Joe rolled on top of her, panting, his pounding against her relentlessly sustained. Her body was his anvil. His momentum increased and rudely shattered her self-induced detachment, and just as she had known he would he lost all restraint, became utterly unconscious of her in his wild abandonment. He grasped her legs and roughly pushed them up against her chest and at that moment Emma thought her control would snap. She swallowed a scream of unexpected pain and rage and revulsion as he lunged at her time and time again, a charging bull mindlessly intent on its purpose.
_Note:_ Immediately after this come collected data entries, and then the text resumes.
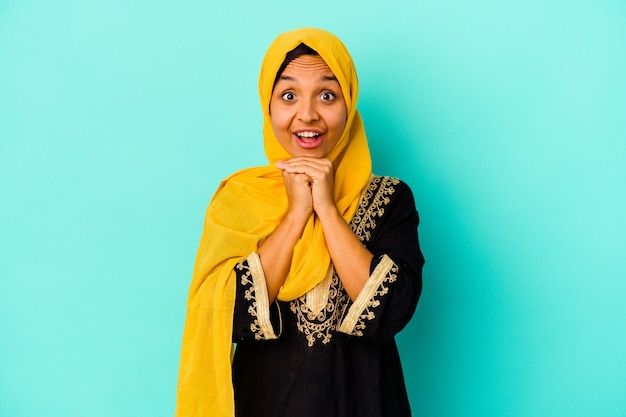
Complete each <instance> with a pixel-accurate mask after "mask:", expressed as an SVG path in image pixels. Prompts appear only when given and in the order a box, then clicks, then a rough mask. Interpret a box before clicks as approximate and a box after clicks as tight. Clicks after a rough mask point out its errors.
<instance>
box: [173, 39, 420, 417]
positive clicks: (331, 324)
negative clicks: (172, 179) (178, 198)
mask: <svg viewBox="0 0 626 417" xmlns="http://www.w3.org/2000/svg"><path fill="white" fill-rule="evenodd" d="M259 92H260V97H261V105H262V107H263V112H264V115H265V118H264V129H263V136H264V145H265V153H266V156H267V159H268V161H269V165H268V166H264V167H258V168H251V169H247V170H243V171H240V172H237V173H235V174H233V175H232V176H231V177H229V178H227V179H226V180H224V181H223V182H222V184H221V185H220V187H219V188H218V190H217V192H216V194H215V195H214V197H213V199H212V201H211V203H210V204H209V207H208V209H207V213H206V220H205V229H204V233H203V236H202V239H201V242H200V247H199V250H198V256H197V259H196V265H195V268H194V276H193V280H192V284H191V288H190V292H189V300H188V303H187V319H186V322H185V330H184V335H183V347H182V352H181V366H180V375H179V385H178V395H177V408H176V415H177V416H179V417H182V416H229V417H230V416H233V415H237V416H239V417H246V416H255V417H263V416H271V417H280V416H290V417H291V416H293V417H305V416H325V417H333V416H358V417H367V416H372V417H378V416H393V417H402V416H409V415H410V409H409V404H408V399H407V395H406V389H405V386H404V379H403V376H402V370H401V367H400V360H399V357H398V352H397V349H396V345H395V342H394V335H395V334H396V333H397V332H399V331H400V330H401V329H402V328H403V327H404V326H405V325H406V323H407V322H408V321H409V320H410V318H411V316H412V315H413V312H414V310H415V306H416V304H417V300H418V298H419V295H420V291H421V270H422V265H423V263H424V260H423V257H422V254H421V252H420V249H419V244H418V239H417V224H418V215H417V212H416V211H415V206H414V202H413V196H412V194H411V191H410V189H409V188H408V187H407V186H406V185H405V184H404V183H403V182H401V181H399V180H397V179H394V178H389V177H380V176H374V175H372V173H371V159H370V155H369V149H368V146H367V140H366V136H365V132H364V129H363V124H362V122H361V118H360V116H359V113H358V112H357V110H356V101H357V97H358V81H357V76H356V72H355V69H354V65H353V63H352V59H351V58H350V55H349V53H348V51H347V50H346V49H345V47H344V45H343V44H342V43H341V41H340V40H339V39H337V38H336V37H335V36H334V35H332V34H330V33H328V32H326V31H323V30H319V29H308V28H307V29H298V30H295V31H292V32H287V33H284V34H282V35H280V36H279V37H278V38H277V39H276V40H275V41H274V43H273V44H272V45H271V46H270V48H269V50H268V51H267V54H266V56H265V59H264V61H263V65H262V68H261V74H260V78H259ZM233 342H234V343H236V345H237V348H236V350H235V351H234V358H233V360H232V363H231V360H230V359H231V354H233Z"/></svg>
He was still. Thank God he was finally still. Depleted, Joe fell against her, his breathing harsh but returning to normal slowly. Emma stretched out her cramped legs and moved her head wearily on the pillows, tears of humiliation seeping out of the corners, the taste of blood bitter in her mouth where she had bitten her inner lip. Unwanted sex was nauseating, was becoming unendurable, for Joe did not attract her physically and he aroused neither desire nor passion in her. Furthermore, he had never even tried to do so. Despite his own preoccupation with sex, or perhaps because of it, he was oblivious to her unresponsiveness. Perhaps if he had shown more consideration, had been sensitive and understanding of her female needs, the situation might have improved. As it was, Emma believed it was inexorably disintegrating. She did not truly know how long she could continue to tolerate his unremitting assaults on her body as she had done for so long. Joe seemed to be in a perpetual state of heightened potency and this frightened her.
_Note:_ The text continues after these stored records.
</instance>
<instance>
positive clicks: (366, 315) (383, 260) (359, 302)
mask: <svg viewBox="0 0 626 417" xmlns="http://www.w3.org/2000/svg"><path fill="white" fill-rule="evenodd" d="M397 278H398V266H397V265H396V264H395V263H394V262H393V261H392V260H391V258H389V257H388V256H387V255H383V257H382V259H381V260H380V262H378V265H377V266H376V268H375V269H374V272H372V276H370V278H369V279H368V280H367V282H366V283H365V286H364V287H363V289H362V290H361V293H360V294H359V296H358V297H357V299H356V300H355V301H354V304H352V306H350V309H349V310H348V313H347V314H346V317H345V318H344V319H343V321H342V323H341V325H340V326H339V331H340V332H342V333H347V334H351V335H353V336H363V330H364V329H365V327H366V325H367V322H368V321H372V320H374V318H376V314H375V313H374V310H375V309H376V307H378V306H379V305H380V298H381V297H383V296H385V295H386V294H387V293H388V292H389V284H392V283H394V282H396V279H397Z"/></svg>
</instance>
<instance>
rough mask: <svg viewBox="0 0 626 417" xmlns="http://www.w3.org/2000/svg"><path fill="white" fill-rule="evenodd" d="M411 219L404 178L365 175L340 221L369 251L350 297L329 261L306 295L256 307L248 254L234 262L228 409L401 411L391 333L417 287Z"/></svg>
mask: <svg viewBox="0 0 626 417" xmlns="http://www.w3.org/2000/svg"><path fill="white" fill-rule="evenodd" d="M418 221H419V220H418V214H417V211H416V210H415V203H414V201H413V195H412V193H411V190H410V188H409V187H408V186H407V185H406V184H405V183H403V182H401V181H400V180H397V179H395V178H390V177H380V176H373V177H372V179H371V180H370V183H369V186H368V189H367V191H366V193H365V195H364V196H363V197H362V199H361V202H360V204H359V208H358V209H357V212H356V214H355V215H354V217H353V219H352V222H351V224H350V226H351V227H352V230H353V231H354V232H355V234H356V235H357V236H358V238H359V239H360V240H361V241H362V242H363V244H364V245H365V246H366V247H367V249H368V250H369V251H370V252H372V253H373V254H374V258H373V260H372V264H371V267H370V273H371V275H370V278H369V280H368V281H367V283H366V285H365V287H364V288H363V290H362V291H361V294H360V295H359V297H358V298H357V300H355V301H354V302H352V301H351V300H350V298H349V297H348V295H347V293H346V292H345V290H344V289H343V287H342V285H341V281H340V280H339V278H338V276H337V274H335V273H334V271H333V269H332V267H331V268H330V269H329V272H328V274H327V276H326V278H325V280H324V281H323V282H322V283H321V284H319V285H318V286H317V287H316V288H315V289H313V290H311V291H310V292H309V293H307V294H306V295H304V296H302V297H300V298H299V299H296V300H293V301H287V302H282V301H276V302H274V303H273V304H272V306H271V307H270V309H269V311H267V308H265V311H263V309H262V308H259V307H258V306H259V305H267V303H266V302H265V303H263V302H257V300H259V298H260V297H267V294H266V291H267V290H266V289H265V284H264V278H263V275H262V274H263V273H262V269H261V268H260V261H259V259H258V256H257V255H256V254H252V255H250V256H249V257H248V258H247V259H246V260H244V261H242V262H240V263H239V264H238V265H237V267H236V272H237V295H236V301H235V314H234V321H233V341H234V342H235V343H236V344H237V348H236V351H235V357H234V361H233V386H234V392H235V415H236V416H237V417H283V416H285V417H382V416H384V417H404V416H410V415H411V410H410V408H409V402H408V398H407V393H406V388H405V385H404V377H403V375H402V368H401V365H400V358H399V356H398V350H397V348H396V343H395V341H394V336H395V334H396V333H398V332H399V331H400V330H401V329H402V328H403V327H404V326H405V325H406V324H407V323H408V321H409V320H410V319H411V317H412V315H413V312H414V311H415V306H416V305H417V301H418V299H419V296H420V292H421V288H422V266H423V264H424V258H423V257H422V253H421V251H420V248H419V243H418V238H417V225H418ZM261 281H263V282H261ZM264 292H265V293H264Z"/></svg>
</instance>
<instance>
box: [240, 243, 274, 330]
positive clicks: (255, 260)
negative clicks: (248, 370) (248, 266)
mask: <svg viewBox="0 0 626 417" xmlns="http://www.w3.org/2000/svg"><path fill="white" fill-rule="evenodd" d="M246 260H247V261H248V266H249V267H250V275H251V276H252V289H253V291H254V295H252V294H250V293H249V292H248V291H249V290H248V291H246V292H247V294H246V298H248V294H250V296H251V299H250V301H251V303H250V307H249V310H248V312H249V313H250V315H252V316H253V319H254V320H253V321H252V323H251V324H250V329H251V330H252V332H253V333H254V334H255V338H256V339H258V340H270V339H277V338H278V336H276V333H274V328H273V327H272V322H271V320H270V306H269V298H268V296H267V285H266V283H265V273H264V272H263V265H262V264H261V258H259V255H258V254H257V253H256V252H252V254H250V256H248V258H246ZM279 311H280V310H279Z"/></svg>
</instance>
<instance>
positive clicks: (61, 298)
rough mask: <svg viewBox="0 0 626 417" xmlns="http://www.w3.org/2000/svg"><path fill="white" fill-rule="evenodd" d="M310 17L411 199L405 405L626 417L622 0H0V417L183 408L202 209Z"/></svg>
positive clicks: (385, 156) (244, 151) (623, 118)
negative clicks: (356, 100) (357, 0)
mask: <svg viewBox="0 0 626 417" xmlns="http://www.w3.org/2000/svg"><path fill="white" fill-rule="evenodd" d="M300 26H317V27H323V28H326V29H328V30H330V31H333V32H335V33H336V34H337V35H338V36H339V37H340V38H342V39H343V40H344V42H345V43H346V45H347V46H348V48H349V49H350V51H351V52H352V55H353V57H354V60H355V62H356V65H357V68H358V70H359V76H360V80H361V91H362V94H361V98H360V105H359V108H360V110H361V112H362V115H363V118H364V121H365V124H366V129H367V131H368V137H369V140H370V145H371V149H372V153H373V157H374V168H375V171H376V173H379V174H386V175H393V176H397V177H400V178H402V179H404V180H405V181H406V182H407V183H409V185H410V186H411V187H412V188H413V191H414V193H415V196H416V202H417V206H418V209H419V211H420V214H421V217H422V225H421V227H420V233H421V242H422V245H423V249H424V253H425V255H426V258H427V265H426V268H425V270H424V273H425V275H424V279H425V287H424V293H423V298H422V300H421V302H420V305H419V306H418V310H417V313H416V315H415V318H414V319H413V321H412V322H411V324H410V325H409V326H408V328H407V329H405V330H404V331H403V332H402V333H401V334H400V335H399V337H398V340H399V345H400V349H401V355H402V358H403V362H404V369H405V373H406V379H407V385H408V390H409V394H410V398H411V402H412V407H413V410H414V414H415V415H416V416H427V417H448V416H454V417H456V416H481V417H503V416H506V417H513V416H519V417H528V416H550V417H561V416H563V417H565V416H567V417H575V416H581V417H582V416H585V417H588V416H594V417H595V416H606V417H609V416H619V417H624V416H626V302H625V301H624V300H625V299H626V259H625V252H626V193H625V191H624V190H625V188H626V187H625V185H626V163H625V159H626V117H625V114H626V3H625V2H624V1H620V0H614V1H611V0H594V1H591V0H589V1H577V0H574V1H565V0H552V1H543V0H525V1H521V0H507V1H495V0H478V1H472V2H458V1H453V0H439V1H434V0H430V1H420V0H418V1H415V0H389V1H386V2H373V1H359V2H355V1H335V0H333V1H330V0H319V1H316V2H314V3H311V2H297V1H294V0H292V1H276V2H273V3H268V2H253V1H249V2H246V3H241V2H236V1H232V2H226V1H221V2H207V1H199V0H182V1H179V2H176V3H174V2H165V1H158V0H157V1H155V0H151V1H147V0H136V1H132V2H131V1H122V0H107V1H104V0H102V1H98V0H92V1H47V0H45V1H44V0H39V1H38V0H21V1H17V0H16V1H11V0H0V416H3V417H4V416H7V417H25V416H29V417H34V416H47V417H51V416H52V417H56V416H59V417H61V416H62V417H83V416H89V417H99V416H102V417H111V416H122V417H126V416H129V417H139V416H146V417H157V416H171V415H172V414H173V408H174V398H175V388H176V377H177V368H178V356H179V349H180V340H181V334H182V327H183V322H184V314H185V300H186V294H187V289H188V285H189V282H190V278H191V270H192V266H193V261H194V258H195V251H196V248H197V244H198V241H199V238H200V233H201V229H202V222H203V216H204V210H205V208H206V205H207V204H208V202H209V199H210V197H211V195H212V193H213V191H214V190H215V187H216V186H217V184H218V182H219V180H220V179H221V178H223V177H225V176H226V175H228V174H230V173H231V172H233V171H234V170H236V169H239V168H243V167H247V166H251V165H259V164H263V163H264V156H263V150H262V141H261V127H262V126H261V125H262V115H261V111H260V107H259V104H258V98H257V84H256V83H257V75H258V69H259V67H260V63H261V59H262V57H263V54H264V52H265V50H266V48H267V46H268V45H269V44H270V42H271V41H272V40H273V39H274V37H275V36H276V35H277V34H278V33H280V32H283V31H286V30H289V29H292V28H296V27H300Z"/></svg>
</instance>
Joe put his arms around her and buried his head against her bosom. ‘That was wonderful, love,’ he said quietly in a voice that was oddly shy. ‘You’re too much for any man. I can’t get enough of it with you.’
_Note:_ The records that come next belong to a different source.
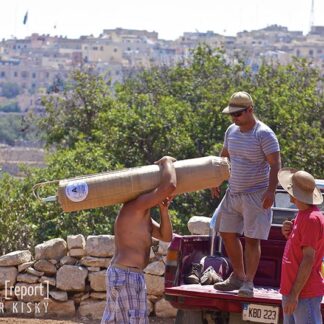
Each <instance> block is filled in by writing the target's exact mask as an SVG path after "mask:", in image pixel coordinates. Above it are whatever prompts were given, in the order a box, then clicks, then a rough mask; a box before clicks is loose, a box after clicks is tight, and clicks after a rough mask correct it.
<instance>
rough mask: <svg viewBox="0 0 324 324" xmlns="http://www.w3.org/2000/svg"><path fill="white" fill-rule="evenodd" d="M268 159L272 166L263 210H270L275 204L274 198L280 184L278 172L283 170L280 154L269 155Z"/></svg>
mask: <svg viewBox="0 0 324 324" xmlns="http://www.w3.org/2000/svg"><path fill="white" fill-rule="evenodd" d="M266 159H267V161H268V163H269V165H270V174H269V185H268V189H267V191H266V192H265V194H264V196H263V204H262V207H263V208H270V207H271V206H272V204H273V202H274V196H275V192H276V188H277V184H278V171H279V170H280V168H281V159H280V152H274V153H271V154H268V155H267V156H266Z"/></svg>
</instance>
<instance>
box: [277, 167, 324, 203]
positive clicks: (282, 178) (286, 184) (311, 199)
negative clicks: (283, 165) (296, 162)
mask: <svg viewBox="0 0 324 324" xmlns="http://www.w3.org/2000/svg"><path fill="white" fill-rule="evenodd" d="M297 171H298V170H296V169H293V168H282V169H281V170H280V171H279V172H278V180H279V183H280V184H281V186H282V187H283V188H284V189H285V190H286V191H287V192H288V193H289V194H290V195H291V196H293V197H295V198H296V199H298V200H299V201H301V202H303V203H306V204H310V205H320V204H321V203H322V202H323V196H322V194H321V192H320V190H319V189H318V188H317V187H315V189H314V191H313V192H312V193H311V194H307V193H306V192H305V191H303V190H301V189H299V188H298V187H297V186H293V183H292V176H293V175H294V173H296V172H297Z"/></svg>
Don’t I know, she thought angrily but made no comment. Joe moved away from her, turned his back, and within minutes was fast asleep. Why, he didn’t even say good night, Emma thought with a flare of irritation and she was mortified. She slid carefully out of bed and glided across the floor to the bathroom, her bare feet sinking into the thick pile of the fine Wilton carpet. She locked the door firmly behind her, threw off her crumpled nightgown, pinned up her hair, and stepped into the bath. Crouching in front of the taps she ran the water until it was steaming hot, almost too hot to bear, soaping her body generously, scrubbing energetically at her delicate white skin until it was bright red. And then she lay back in the water, hoping to soothe her aching body and calm her jangled nerves. After a while she began to feel relaxed and she climbed out of the bath and towelled herself dry. Moving across the elegantly appointed bathroom, Emma caught sight of herself in the mirror. She paused and looked at her face. There was not a trace of anguish or despair on that pale oval, but then there never was. Blackie was for ever telling her she had the inscrutable face of an Oriental and she was beginning to believe him. But then my inscrutability serves my purpose most admirably, she said to herself. She took a clean nightgown out of a chest of drawers, slipped it over her head, picked up her slippers, and hurried downstairs.